This chapter discusses Europe’s pursuit of imperialism in the late nineteenth century. The years after 1870 witnessed an unprecedented growth of European influence and control over the rest of the world. Europe’s achievement was made possible by its advanced technology, the institutional advantages of the national-state, and, more intangibly, a certain European sense of superiority.
The eighteenth-century collapse of Spain, Portugal, and France as major colonial powers left Britain as Europe’s dominant imperial power. Until the 1860s and 1870s, the expansion of British control came largely through the imperialism of free trade. British colonial interests shifted from the Atlantic world to Asia, with India the most important piece of its empire.
The imperialist movement of the late-nineteenth century has been called the New Imperialism in recognition of its several novel features. Like earlier imperialism, the new movement involved a policy of extending a nation’s authority by territorial hegemony over others. Unlike their predecessors, the New Imperialists did not seek to settle their overseas land with people, nor did they remain content with mere establishment of trading posts. They sought to transform the entire economy and culture of the dominated area to their own profit, and to that end, they assumed legal or factual political control.
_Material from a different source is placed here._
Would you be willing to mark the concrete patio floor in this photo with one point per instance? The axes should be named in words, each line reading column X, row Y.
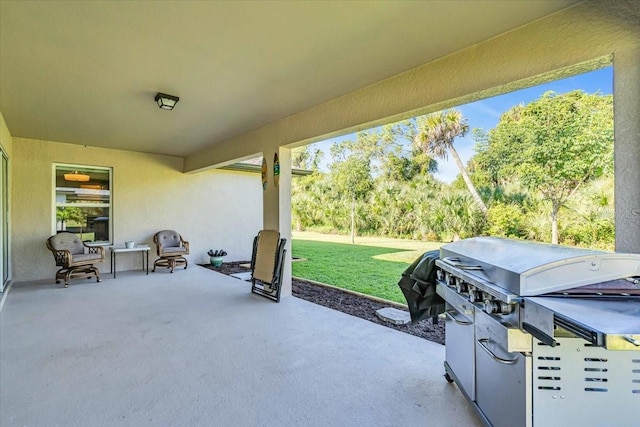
column 196, row 348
Another novelty was the great speed with which European expansion proceeded; such imperial action was deemed necessary to maintain the reputation of a great power. The New Imperialism is exhibited by the “Scramble for Africa,” Russian expansion in mainland Asia, and imperialistic flexing in Asia by other Western nations as European nations expanded their economic and political influence.
European Imperialism was built on technological advances. The conquest of tropical diseases, the invention of steamboats, and improvements in firearms all gave Europeans important advantages. At the same time, religious motives, embodied in the modern Western missionary movement, continued to play an important role in European imperialism. The expansion of European influence was always accompanied by missionaries seeking to convert colonized peoples and influence the development of European colonies. In the late nineteenth century, women played a particularly important role in missionary activity. Scientists too, became part of the imperialist project, seeking new knowledge, but often imposing their cultural assumptions on their observations.